Никаких историй ему больше никто не рассказывал, и те, что он помнил с детства, постепенно выветрились из памяти. Все его родственники сгинули, забытые и зарытые в опустевшей округе на другом конце света. А сам он оказался выброшен на берег, точно щепка после кораблекрушения, в большом городе, где ему нечего было делать. Не столичный он человек. А повернуть назад нельзя, туда нет дороги. А кто он такой тогда? А черт его знает. Но что не выветрилось у него из памяти — это тоска, тоска по другой жизни, и все больше он чувствовал, что некуда ему приткнуться, и что несет его по волнам, как лодку без парусов, и что жить ему тошно, и что последняя ниточка, связывавшая его с прошлым, оборвалась в тот день, когда умерла мама.

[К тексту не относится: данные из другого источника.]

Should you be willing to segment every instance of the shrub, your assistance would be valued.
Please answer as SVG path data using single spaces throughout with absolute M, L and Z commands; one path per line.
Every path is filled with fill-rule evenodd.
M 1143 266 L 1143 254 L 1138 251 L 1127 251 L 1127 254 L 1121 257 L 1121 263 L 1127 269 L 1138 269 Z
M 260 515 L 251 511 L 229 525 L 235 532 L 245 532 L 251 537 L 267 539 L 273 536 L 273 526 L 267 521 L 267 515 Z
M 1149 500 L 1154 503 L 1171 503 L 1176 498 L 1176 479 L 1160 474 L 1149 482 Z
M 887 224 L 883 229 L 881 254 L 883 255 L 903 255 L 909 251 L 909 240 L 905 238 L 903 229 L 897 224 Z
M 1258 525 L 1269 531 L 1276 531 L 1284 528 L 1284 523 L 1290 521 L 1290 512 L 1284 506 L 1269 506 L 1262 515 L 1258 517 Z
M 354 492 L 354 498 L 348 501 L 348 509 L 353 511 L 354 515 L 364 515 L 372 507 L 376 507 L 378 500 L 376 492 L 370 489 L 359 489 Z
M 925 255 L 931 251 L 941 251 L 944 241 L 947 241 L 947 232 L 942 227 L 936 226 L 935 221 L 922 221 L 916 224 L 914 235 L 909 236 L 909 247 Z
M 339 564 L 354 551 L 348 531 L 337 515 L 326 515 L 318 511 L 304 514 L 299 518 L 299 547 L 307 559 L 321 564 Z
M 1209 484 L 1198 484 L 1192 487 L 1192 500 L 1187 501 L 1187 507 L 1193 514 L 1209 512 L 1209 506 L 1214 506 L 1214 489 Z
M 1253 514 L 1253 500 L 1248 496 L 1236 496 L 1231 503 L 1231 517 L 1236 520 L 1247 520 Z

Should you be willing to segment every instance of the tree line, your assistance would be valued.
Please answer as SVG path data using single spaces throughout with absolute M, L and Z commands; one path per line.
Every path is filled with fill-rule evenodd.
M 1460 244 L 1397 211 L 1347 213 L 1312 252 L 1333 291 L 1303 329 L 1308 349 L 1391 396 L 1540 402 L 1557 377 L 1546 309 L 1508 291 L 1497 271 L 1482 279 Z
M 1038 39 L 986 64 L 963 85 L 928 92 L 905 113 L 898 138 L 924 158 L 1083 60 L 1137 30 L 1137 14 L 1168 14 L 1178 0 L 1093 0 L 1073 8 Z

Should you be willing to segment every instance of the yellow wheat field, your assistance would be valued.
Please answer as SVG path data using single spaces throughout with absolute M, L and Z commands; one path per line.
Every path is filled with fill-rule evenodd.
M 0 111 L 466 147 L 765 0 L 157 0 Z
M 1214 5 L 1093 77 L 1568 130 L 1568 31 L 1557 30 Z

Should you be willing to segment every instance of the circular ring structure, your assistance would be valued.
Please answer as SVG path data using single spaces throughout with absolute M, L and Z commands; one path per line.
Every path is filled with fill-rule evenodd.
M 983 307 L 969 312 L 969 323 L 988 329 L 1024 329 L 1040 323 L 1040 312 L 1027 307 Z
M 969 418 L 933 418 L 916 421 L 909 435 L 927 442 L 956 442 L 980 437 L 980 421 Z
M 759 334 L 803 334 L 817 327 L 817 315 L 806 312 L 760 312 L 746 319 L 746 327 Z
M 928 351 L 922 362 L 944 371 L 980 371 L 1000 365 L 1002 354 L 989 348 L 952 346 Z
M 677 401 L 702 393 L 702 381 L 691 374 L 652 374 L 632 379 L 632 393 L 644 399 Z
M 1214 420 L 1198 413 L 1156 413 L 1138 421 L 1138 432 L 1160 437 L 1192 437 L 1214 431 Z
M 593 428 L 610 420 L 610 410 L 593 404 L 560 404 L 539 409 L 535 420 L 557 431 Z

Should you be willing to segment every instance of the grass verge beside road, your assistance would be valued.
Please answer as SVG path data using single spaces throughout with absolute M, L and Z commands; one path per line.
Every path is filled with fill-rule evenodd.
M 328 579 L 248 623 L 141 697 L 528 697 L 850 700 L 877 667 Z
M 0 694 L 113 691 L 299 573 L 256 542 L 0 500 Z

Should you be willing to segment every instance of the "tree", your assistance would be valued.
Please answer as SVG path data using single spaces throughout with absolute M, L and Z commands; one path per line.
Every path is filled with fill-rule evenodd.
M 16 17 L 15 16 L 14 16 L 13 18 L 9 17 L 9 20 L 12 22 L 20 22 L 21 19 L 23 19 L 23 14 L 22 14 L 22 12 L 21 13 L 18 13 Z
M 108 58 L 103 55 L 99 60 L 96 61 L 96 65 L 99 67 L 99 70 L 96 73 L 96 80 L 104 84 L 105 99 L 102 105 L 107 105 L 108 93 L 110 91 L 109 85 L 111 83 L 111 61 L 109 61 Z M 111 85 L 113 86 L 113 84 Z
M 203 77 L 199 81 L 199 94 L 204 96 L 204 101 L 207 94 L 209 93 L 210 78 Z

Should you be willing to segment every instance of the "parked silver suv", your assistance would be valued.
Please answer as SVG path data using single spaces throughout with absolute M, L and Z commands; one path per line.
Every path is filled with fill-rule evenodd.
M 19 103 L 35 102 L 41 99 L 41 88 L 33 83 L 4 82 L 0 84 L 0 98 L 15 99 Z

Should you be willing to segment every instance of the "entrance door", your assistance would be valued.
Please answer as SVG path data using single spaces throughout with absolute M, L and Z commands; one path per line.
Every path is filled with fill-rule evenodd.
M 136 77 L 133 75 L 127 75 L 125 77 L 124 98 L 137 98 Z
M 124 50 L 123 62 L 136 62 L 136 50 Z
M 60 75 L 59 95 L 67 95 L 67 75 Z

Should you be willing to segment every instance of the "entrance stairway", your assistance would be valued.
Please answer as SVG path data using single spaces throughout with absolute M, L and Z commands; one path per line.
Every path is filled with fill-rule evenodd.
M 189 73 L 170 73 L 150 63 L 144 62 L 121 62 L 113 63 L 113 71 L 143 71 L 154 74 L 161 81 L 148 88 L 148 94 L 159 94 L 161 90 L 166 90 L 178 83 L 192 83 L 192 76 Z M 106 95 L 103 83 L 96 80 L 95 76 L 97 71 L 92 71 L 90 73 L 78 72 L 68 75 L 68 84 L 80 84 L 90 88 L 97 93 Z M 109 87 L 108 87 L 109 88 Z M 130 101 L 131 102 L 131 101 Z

Он стал ходить по барам и на танцы. Познакомился в «Веселом хуторе»[52] с одной женщиной. Он и с другими раньше сходился, но прежде все ограничивалось парой недель. А тут вышло иначе, эта была решительнее прочих и быстренько взяла его в оборот. Она много от него требовала, а он все исполнял — просто так, не потому, чтобы особенно хотелось. Все произошло так быстро, что юноша и оглянуться не успел, как уже был мужем и отцом маленькой дочки. Они сняли тесную квартирку. У жены были большие виды на будущее, она четко знала, чего и в какой последовательности они достигнут, все говорила про то, как они заведут еще детей, купят квартиру попросторнее, и все это торопливо, в сильном возбуждении и с непоколебимой уверенностью в завтрашнем дне. Спроси ее, так ничто, положительно ничто не могло помешать воплощению в жизнь всего этого сияющего великолепия. Юноша смотрел на нее и постепенно осознавал, что совсем не знает эту женщину, понятия не имеет, что она за человек.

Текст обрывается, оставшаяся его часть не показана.